After a tumultuous three weeks in British politics, as a new government crystallises out of the mess in which we find ourselves, it feels like now is as good a moment as any to take stock. Chilcot showed us last week how badly politicians can get things wrong; Brexit the same. And, negotiating Brexit also provides ample opportunity for our entire political class to continue getting things wrong. How did we get here? How did we seemingly transform in such a short time from one of Western Europe's most stable democracies to one wracked with uncertainty? The answer to these questions in fact point to a much longer set of processes that have lead to a to a 'crisis of accountability' in UK Politics. There are many facets to this crisis, but I will focus on two of its key elements here today.
First, consider this: of the last five prime ministers, from Major to May, only two - Blair and Cameron - were directly elected by the population at large. Although Major would go on eventually to win an election in 1992, in their initial elevation to the role of PM, the rest were either elected by party memberships, which make up a tiny fraction of the wider electorate, or worse, in the case of Brown, were promised the role of PM in an Islington restaurant 13 years earlier (and then 'elected' by the party thereafter).
Furthermore, this kind of selection rather than election is far too often repeated at the level of the MP: the vast majority of MPs who stand before us at elections have already been selected by the selection committees of our mainstream parties. Oftentimes, they are big name candidates parachuted into seats with safe majorities. This strains at the notion of political accountability, which should be established by a popular vote, and distances our elected representatives from us. Crucially, it also distances them from their sense of responsibility to us, the electorate.
This distancing is compounded by our second long term problem: the emergence over several decades in British politics of a focus on press management that elevates image and message above all else. It is instructive to think that Clement Attlee in 1945 had just one Press Officer, one official to deal with the entire press. This was largely the case for most of his successors, up to and including Margaret Thatcher in 1979 who left most of the press management to the highly visible and heavily involved Bernard Ingham as Press Officer. Ingham's approach would throughout the 1980s reshape the role of the press officer into a press team; from there, jump forward to the invasion of Iraq in 2003, and the Downing Street of Tony Blair had an entire Directorate of Communications, which would not only be crucial in selling the invasion to a sceptical public but had already been integral to both of New Labour's election victories.

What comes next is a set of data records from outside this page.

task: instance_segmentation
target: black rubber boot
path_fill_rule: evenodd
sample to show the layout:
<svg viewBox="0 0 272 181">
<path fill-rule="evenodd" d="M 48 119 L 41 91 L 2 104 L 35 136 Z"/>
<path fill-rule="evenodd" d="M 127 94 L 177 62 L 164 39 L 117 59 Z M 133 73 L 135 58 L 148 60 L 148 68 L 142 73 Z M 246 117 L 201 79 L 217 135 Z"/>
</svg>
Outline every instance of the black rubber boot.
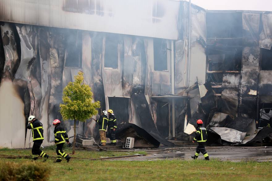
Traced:
<svg viewBox="0 0 272 181">
<path fill-rule="evenodd" d="M 66 160 L 67 160 L 67 163 L 69 162 L 69 161 L 70 161 L 70 159 L 71 159 L 71 157 L 70 156 L 68 156 L 68 157 L 67 157 L 67 158 L 66 158 Z"/>
</svg>

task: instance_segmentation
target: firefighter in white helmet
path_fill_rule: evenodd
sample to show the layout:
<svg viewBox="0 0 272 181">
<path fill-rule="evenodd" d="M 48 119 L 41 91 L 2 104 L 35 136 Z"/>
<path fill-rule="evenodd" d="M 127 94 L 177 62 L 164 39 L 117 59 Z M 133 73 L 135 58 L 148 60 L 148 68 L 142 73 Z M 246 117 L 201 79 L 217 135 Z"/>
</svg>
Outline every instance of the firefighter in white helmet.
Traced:
<svg viewBox="0 0 272 181">
<path fill-rule="evenodd" d="M 44 158 L 44 161 L 45 161 L 49 157 L 40 149 L 44 139 L 42 124 L 35 116 L 30 116 L 28 117 L 28 124 L 27 127 L 28 129 L 32 130 L 32 137 L 34 142 L 32 146 L 32 159 L 36 160 L 40 156 Z"/>
</svg>

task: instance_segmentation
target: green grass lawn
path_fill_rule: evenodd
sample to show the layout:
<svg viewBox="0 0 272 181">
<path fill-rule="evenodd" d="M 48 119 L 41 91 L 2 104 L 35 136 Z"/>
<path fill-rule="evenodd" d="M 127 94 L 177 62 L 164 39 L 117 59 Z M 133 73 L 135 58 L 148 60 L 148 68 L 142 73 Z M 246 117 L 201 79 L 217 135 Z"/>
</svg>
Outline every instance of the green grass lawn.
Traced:
<svg viewBox="0 0 272 181">
<path fill-rule="evenodd" d="M 46 150 L 54 154 L 52 149 Z M 66 149 L 67 153 L 71 152 Z M 185 160 L 177 159 L 154 161 L 96 160 L 87 158 L 135 154 L 116 151 L 77 150 L 70 162 L 46 163 L 52 168 L 51 180 L 271 180 L 272 163 L 232 162 L 212 159 Z M 23 158 L 3 158 L 7 156 L 31 155 L 30 150 L 0 149 L 0 164 L 6 161 L 29 161 Z M 38 160 L 38 162 L 41 162 Z"/>
</svg>

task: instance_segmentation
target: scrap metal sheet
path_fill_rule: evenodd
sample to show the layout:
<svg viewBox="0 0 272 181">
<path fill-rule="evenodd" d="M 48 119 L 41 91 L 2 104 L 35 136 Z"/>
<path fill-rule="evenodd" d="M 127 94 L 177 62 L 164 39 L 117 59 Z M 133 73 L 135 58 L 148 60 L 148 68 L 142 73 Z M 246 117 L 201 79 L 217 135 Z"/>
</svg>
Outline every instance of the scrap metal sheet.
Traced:
<svg viewBox="0 0 272 181">
<path fill-rule="evenodd" d="M 177 39 L 180 3 L 161 0 L 2 0 L 0 8 L 4 10 L 0 11 L 0 21 Z"/>
<path fill-rule="evenodd" d="M 221 139 L 236 143 L 241 143 L 246 134 L 246 133 L 227 128 L 213 127 L 210 129 L 220 135 Z"/>
</svg>

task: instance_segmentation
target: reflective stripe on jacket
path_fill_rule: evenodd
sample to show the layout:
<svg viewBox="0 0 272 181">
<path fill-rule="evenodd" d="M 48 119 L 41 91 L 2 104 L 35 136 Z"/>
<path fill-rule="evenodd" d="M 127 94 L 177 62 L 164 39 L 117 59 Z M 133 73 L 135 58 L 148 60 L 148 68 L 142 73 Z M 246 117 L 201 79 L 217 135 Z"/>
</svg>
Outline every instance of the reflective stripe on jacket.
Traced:
<svg viewBox="0 0 272 181">
<path fill-rule="evenodd" d="M 32 130 L 33 141 L 44 140 L 44 128 L 42 124 L 37 119 L 28 125 L 28 129 Z"/>
<path fill-rule="evenodd" d="M 55 142 L 56 145 L 64 143 L 66 141 L 67 142 L 69 142 L 68 135 L 64 128 L 60 124 L 58 124 L 55 126 L 54 134 L 55 135 Z"/>
<path fill-rule="evenodd" d="M 100 116 L 99 119 L 96 121 L 99 124 L 99 131 L 106 131 L 107 126 L 108 125 L 108 117 L 104 114 Z"/>
<path fill-rule="evenodd" d="M 198 142 L 206 142 L 207 141 L 207 130 L 204 127 L 200 126 L 198 128 L 196 132 L 196 136 L 193 140 Z"/>
</svg>

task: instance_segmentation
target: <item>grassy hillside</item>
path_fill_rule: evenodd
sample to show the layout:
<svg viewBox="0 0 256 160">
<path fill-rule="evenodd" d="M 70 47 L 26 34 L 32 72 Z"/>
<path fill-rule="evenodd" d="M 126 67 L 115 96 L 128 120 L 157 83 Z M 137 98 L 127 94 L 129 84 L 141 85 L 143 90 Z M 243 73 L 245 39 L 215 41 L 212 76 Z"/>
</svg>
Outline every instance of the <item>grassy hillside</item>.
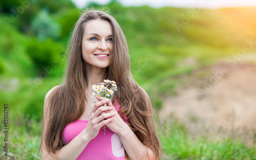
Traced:
<svg viewBox="0 0 256 160">
<path fill-rule="evenodd" d="M 40 141 L 44 97 L 61 82 L 67 59 L 66 44 L 80 11 L 69 1 L 61 1 L 64 7 L 59 8 L 58 1 L 45 0 L 30 4 L 18 18 L 8 23 L 6 19 L 13 18 L 11 9 L 21 5 L 20 2 L 15 2 L 17 4 L 0 3 L 0 105 L 9 106 L 10 136 L 14 147 L 10 148 L 10 152 L 13 157 L 33 159 Z M 253 42 L 246 52 L 255 51 L 255 8 L 202 9 L 196 13 L 188 8 L 123 7 L 113 1 L 103 7 L 110 9 L 122 29 L 129 46 L 133 75 L 147 92 L 156 108 L 161 108 L 163 96 L 176 94 L 176 86 L 183 83 L 180 76 L 237 55 L 246 40 Z M 194 16 L 189 16 L 191 13 Z M 41 32 L 36 24 L 46 25 L 45 32 Z M 52 28 L 58 33 L 49 29 Z M 1 110 L 2 112 L 3 108 Z M 3 127 L 3 123 L 1 125 Z M 172 127 L 179 126 L 179 124 Z M 177 128 L 177 132 L 172 134 L 165 132 L 164 128 L 159 131 L 164 152 L 180 159 L 201 158 L 202 153 L 196 154 L 194 150 L 204 148 L 202 144 L 189 149 L 192 150 L 186 154 L 171 151 L 175 147 L 169 146 L 168 141 L 173 142 L 172 138 L 183 131 L 183 128 Z M 196 145 L 196 142 L 189 141 Z M 228 141 L 230 143 L 224 145 L 235 145 L 235 142 Z M 26 149 L 23 151 L 25 141 Z M 189 144 L 183 143 L 174 144 Z M 210 143 L 207 142 L 207 145 Z M 23 154 L 30 152 L 33 154 Z M 254 154 L 255 157 L 255 152 L 249 149 L 243 152 L 250 156 Z M 234 159 L 239 159 L 239 156 Z"/>
</svg>

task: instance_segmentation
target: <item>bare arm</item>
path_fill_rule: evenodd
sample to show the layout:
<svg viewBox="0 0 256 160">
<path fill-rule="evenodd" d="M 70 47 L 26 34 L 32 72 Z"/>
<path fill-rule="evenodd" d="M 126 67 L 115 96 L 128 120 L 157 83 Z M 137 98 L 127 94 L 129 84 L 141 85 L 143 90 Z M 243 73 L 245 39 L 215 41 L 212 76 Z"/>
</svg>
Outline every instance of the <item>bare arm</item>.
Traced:
<svg viewBox="0 0 256 160">
<path fill-rule="evenodd" d="M 54 88 L 53 88 L 47 93 L 45 99 L 44 107 L 44 128 L 47 128 L 47 122 L 49 120 L 48 118 L 49 104 L 47 100 L 50 94 L 54 89 Z M 102 101 L 95 103 L 92 109 L 90 119 L 89 120 L 87 127 L 68 144 L 57 151 L 55 153 L 53 152 L 49 153 L 46 150 L 44 141 L 47 141 L 47 138 L 43 139 L 44 140 L 43 140 L 42 144 L 42 159 L 76 159 L 89 142 L 98 134 L 100 128 L 103 125 L 111 122 L 113 120 L 113 117 L 115 115 L 113 113 L 101 115 L 102 112 L 113 109 L 109 106 L 102 106 L 108 102 L 108 101 Z M 104 119 L 106 119 L 106 120 L 104 120 Z M 44 137 L 45 133 L 45 129 L 44 129 L 43 137 Z"/>
</svg>

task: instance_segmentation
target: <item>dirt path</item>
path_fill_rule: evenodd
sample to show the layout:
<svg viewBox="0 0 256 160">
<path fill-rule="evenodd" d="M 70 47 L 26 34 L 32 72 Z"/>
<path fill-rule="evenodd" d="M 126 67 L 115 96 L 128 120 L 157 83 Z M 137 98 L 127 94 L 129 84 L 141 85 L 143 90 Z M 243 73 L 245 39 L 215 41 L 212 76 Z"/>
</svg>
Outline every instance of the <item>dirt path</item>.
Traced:
<svg viewBox="0 0 256 160">
<path fill-rule="evenodd" d="M 256 136 L 255 64 L 219 63 L 210 68 L 215 74 L 188 78 L 187 87 L 178 87 L 178 96 L 165 100 L 159 117 L 163 120 L 172 114 L 192 135 L 207 131 L 221 138 L 232 134 L 252 144 Z"/>
</svg>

Of course, these developments are largely in response to the emergence of an ever more critical press in the post-war period. But it would be wrong for us to lay the blame at the door of the press: the need for a vibrant, critical press - holding our elected politicians to account by shining a spotlight on everything they do - is surely a sign of a healthy democracy. Rather, it is in the particular way politicians with ever larger political comms teams have responded to the press where the problem lies: instead of challenging the dominance of the press, they have taken the tools and outlook of the press as their own. The message and its reception is God, the management of which the religion.
The particular mindset this produces in politicians not only shapes their relationship to the media, but in fact pervades their entire approach to Politics. Read the July 2002 note on Iraq from Tony Blair to President Bush released in Chilcot last week and we can see clearly the toll it has taken: after Blair tells Bush that he is 'with him whatever', Blair's focus in the rest of the memo is overwhelmingly on message management. How can we convince the Germans, the French, and the Spanish? How would the initial invasion be received by the rest of the coalition and the public at large?
We were to see all too clearly again the same empty strategising around message management during the EU referendum. Of course there was the Boris Bus, with its insidious £350m lie, and the undeniably racist Farage poster; both obvious examples of elevating message management above all else. But the same could be said of Cameron and Osborne, who repeatedly flashed before us the most sensational, lurid indicators of post Brexit chaos rather than spending their energies trying to make a positive case for EU membership. And on the left, the pattern was repeated: Jeremy Corbyn, in trying to shape a message that would fall softly on the ears of both the Parliamentary Labour Party and the party membership that brought him to the leadership, flunked his lines on both fronts with his miserly 7 and a half out of 10 commitment to the EU.
This combination of an ever weaker link between politicians and the electorate - a move toward selection rather than election - and the elevation of message management to the centre of political life means that politicians are increasingly losing sight of what we might call their core business; that is, the business of actually governing by making the right calls consistently on key decisions on our behalf, the consequences for their reputation or image (or careers) be damned. It is in this decision making, first and foremost, that elected representatives should be held accountable to the wider electorate. Sadly, this notion is in crisis today, and in no small measure is generative of the major challenges we currently face.